Gli 1,5 miliardi di device con iOS sono tutti legati ad un solo brand e una sola azienda: Apple. Questa differenza porta la società di Cupertino ad un vantaggio enorme. Dopo aver lavorato per un decennio a diffondere gli iPhone e gli iPad nel mondo, tra l’altro con un pachidermico profitto, la società sta attivando la fase successiva che la sorreggerà da qui a probabilmente i prossimi 20 anni. Sta capitalizzando la base degli 1,5 miliardi di device.

Lo fa con i servizi. Negli ultimi tre mesi la società ha fatturato 12,71 miliardi di $ con i servizi. Per fornirli ha sostenuto 4,53 miliardi di $ in costi, quindi per ogni dollaro speso ne fattura il triplo.

La sua leva di profitto dimora proprio nel numero di dispositivi diffusi nel mondo. Prendiamo il caso Apple TV+, di cui al momento non si conoscono ancora i numeri ufficiali. La società in poco tempo, dicono le stime di Ampere Analysis, ha raggiunto 33,6 milioni di abbonati. È un numero superiore a Disney+ che con tutto lo sforzo di marketing e acquisizioni miliardarie ha raggiunto 23,2 milioni di abbonati.

Ed è questo il motivo per cui Apple sta investendo in nuovi servizi come Apple News+ ed Apple Arcade. Un’espansione del bouquet di servizi che in futuro diventeranno il core business dell’azienda e sorreggeranno il suo fatturato, nello stesso modo in cui adesso lo fa l’iPhone.

Tra qualche anno la società si occuperà di generare valore dai dispositivi puntando al ricambio generazionale su chi è già cliente, aggiungendo servizi e dispositivi collaterali per aumentare sempre di più la sua galassia di prodotti.

Consideriamo per esempio l’iPhone. Una volta conquistato il cliente, la società non termina il suo ciclo solo con la vendita del dispositivo. Quel cliente nel tempo deciderà di acquistare anche un Apple Watch, delle AirPods, attivare un piano superiore per iCloud, iscriversi ad Apple Music e Apple Arcade e così via.

Inoltre lo stesso cliente acquisterà app e si abbonerà alle stesse con i piani di subscription, portando ad Apple il 30% di commissioni. Per poi arrivare dopo qualche anno a rinnovare il suo dispositivo e riattivare tutto il circuito.
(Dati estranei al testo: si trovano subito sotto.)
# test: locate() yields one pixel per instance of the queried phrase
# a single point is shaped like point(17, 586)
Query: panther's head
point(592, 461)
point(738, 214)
Dal punto di vista commerciale, quindi, Apple ha già vinto su tutti i concorrenti. La sua visione di lungo periodo potrebbe non essere più indirizzata verso l’innovazione, ma di sicuro la società ha in mente sviluppare e mantenere un ecosistema perfettamente equilibrato, in grado di fornire al cliente i prodotti migliori.

L’unico problema in tutta questa equazione è che una volta entrato è difficile uscirvi.